Andy and I did have fun, and it is true, as I said - that we did date briefly. Lol, as I recall, once we went to Cassano's in Fairborn and he spilled his coke in his lap. However, I was very shy and he got the impression I wasn't interested. He was actually my first kiss - which I admittedly wasn't quite ready for. A few years later when I was going to Wright State and he had stopped by my place for a visit, we talked about my kiss stress-out and had a good laugh. Likely these are things you're not interested in hearing - but you say I wasn't telling the truth about dating Andy so I thought it important to set the record straight.
My Mustang? Andy and I would drive to school together in the mornings with J---our senior year and occasionally we'd trade cars. His was a '68 Olds Rocket '88 as I recall. J--- was a fun nice guy too.
Anyway, please relax. There are no intentions other than a friendly hello. I've exchanged emails with several other classmates as well since I'll be in Dayton for the reunion later this month.

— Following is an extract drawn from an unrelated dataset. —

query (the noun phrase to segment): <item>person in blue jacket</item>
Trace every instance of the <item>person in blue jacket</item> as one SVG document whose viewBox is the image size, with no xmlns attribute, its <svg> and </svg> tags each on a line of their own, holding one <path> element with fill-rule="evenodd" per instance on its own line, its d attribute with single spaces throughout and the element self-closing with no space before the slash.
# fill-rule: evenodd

Cheers & best wishes to you and your family,
The cars. Sigh. I wish I still had that '68 mustang, a magnificently glorious street legal racing machine that was purchased in '68 by my mom. By lucky happenstance it was the extra car that fell to me my senior year. I do remember quite clearly one of those days that Andy and I exchanged cars. I drove his Olds Rocket 88 to my favorite "private" drag strip - a deserted stretch of unfinished expressway that was soon to become a bypass around the larger town nearby. It was night. No one else was anywhere around - just me, the road, and the Olds. Flooring it, I sped off into the night air, feeling the pulse of the pistons and the race and the roar of the engine. Behind the wheel I was the queen of confidence. But, sorry... Andy, yes it was fun - but nothing could possibly measure up to what was under the hood of that old 'stang. Which is one of the reasons why, on that night, you were out driving my car.
Hah! Perhaps you were after my car .......!? But that's not likely, I think, since it was me that you kissed, not my car.......
I honestly don't expect to hear back from P----, which is a sad thing, and it's a damn shame that after all these years I'll miss the the chance to catch up with old Andy-from-Ohio.